Just a few minor niggles to sort out
"Wot, me worry?" could perhaps become the motto for Western Seaboard ports. Despite warning signals getting bigger and louder, port authorities pretend that problems are insignificant.
The latest warning has come from Pacific Merchant Shipping Association President John McLaurin, who says that local and regional politics is becoming a threat.
Down in LA/Long Beach, the city councils are raiding the coffers to pay bills. Long Beach councilors want the port to pay for projects such as the city aquarium – their logic presumably being that the aquarium has loads of water and fish, so is a natural offshoot of the port – and rebuilding a seawall that protects a residential area.
LA is shoving unneeded workers onto the port payroll. Of the two strategies, LA's is more worrying. A little bit of background is needed here.

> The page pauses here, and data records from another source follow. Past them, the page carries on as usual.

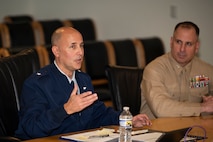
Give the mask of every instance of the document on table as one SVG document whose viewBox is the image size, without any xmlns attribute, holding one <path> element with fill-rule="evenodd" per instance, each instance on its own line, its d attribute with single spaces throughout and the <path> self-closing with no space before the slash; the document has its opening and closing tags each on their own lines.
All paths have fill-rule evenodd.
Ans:
<svg viewBox="0 0 213 142">
<path fill-rule="evenodd" d="M 113 133 L 114 129 L 101 129 L 74 135 L 61 136 L 62 139 L 73 140 L 78 142 L 110 142 L 117 140 L 118 133 Z M 116 142 L 116 141 L 115 141 Z"/>
<path fill-rule="evenodd" d="M 139 132 L 133 133 L 132 142 L 155 142 L 164 134 L 161 132 L 143 133 L 148 132 L 147 130 L 140 130 Z M 61 138 L 78 142 L 118 142 L 119 133 L 114 133 L 114 129 L 103 128 L 101 130 L 61 136 Z"/>
<path fill-rule="evenodd" d="M 132 136 L 132 142 L 156 142 L 158 141 L 164 133 L 161 132 L 150 132 L 141 135 Z"/>
</svg>

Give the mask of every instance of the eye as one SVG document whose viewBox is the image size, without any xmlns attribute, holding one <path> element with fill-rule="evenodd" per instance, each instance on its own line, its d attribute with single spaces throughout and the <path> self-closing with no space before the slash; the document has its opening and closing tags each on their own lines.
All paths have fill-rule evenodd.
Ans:
<svg viewBox="0 0 213 142">
<path fill-rule="evenodd" d="M 192 43 L 191 42 L 186 42 L 186 45 L 187 46 L 192 46 Z"/>
<path fill-rule="evenodd" d="M 182 41 L 177 39 L 177 40 L 176 40 L 176 43 L 177 43 L 177 44 L 182 44 Z"/>
<path fill-rule="evenodd" d="M 71 44 L 70 48 L 76 48 L 76 44 Z"/>
</svg>

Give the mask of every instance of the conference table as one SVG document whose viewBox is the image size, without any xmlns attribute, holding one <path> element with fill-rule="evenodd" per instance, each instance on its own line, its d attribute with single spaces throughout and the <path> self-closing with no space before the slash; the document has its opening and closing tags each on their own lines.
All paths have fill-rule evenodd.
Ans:
<svg viewBox="0 0 213 142">
<path fill-rule="evenodd" d="M 111 128 L 118 128 L 118 126 L 109 126 Z M 205 142 L 213 142 L 213 115 L 204 116 L 204 117 L 171 117 L 171 118 L 157 118 L 152 120 L 152 126 L 144 126 L 140 129 L 149 129 L 156 131 L 169 132 L 177 129 L 192 127 L 190 131 L 192 135 L 203 135 L 203 129 L 206 130 L 206 136 L 208 137 Z M 88 130 L 89 131 L 89 130 Z M 84 132 L 84 131 L 82 131 Z M 67 140 L 60 139 L 62 135 L 71 135 L 75 133 L 67 133 L 43 138 L 36 138 L 27 140 L 25 142 L 66 142 Z"/>
</svg>

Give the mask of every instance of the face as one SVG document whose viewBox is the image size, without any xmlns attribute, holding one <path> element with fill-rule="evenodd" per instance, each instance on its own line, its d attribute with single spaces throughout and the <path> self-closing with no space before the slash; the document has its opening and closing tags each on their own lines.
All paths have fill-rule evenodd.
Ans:
<svg viewBox="0 0 213 142">
<path fill-rule="evenodd" d="M 57 45 L 52 47 L 57 65 L 70 77 L 74 70 L 81 68 L 83 46 L 82 35 L 76 30 L 66 29 L 61 33 Z"/>
<path fill-rule="evenodd" d="M 198 52 L 198 36 L 193 28 L 178 27 L 170 40 L 173 58 L 181 65 L 187 65 Z"/>
</svg>

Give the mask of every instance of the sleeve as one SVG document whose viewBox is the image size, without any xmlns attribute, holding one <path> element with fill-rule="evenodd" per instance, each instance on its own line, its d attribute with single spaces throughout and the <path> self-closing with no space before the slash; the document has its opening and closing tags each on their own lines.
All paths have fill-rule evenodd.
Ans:
<svg viewBox="0 0 213 142">
<path fill-rule="evenodd" d="M 145 68 L 142 93 L 156 117 L 199 116 L 200 103 L 180 102 L 172 99 L 165 87 L 160 69 Z"/>
<path fill-rule="evenodd" d="M 58 128 L 68 114 L 63 105 L 49 104 L 47 95 L 42 93 L 38 84 L 24 83 L 21 96 L 20 124 L 17 131 L 21 137 L 43 137 Z M 56 105 L 56 107 L 50 107 Z"/>
</svg>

LA port is a department of the city council and all major decisions have to be referred to the council, while Long Beach has much more leeway and is almost self-governing. (Which is why the benefits and conditions of the harbor pilots are different – the one is unionized and part of the city council while the other is a commercial concern that has to pay its own way.)
Up in Seattle, the Teamsters are apparently calling the tune over the election of port commissioners next year, which is bound up with the ongoing saga of unionizing port truckers throughout the country.
McLaurin reckons that LA is spending needless millions defending the employee-driver provision, while the core reason for the measure has been forgotten and the quest is for political power.
"Hear, hear" is the comment from many industry observers, who note that a potential new problem has arisen from the political protests over Israel's Zim shipping line. There is some unease at the ILWU in Oakland refusing to cross a picket line that was set up for political and not labor reasons. Memories of anti-apartheid demos against South Africa are being awakened, with apprehension that work stoppages along the seaboard will become more common.
But, no doubt all this is just scaremongering, the money and traffic will come sailing into the ports and everything will be hunky dory.